Category: MacroNotes

Please use the comments to demonstrate your own ignorance, unfamiliarity with empirical data and lack of respect for scientific knowledge. Be sure to create straw men and argue against things I have neither said nor implied. If you could repeat previously discredited memes or steer the conversation into irrelevant, off topic discussions, it would be appreciated. Lastly, kindly forgo all civility in your discourse . . . you are, after all, anonymous.

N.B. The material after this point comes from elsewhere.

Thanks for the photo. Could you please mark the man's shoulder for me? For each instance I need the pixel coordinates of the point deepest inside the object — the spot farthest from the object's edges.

2 Responses to “In one closet and then into another”

  1. kms says:

    A good question is inflation for whom. The reason that the euro area is a bad place for a single currency is that what would be inflation for Germany would translate to less deflation for Ireland. And how much inflation are we talking about? 2% isn’t the only number in the world. And I hope this doesn’t go the way of pretending that virtuous Germany shouldn’t have to deal with inflation because of profligate nations with a current account deficit. Germany financed those deficits and therefore its own surplus. And since Germany’s economy is so large, a smidgeon of inflation there counters a fair amount of deflation abroad.

  2. Steve Hamlin says:

    Boockvar rebuts with “Oh really?” to a Fitch analyst who “is calling for the ECB to print money…saying they have ‘plenty of scope to expand its balance sheet without unleashing inflation in the euro zone.’ ”

    Boockvar is incredulous that a central bank can expand its balance sheet in the middle of a developed-world liquidity trap without sparking inflation.

    Oh Really? Has he seen developed-world inflation data recently? Boockvar even notes a record 500bn euros parked at the ECB – does he not understand that inflation generally stems from a combination of increases in unsterilized monetary base AND VELOCITY? Disinflation all over, JCT exiting the ECB looking like a blind fool for all of his inflation worries, and Very Serious People with scary tales of bond vigilantes just around the corner while refusing to see reality in front of them. “But, but, but, it’s coming, I’m just sure of it”, Boockvar and these VSP swear.

    Shorter Boockvar: Who are you going to believe, me or your own lying eyes?

    Continual advice to Boockvar: focus on market data and internals, and leave macroeconomic commentary and policy suggestions to those that know a lot more about those areas than you.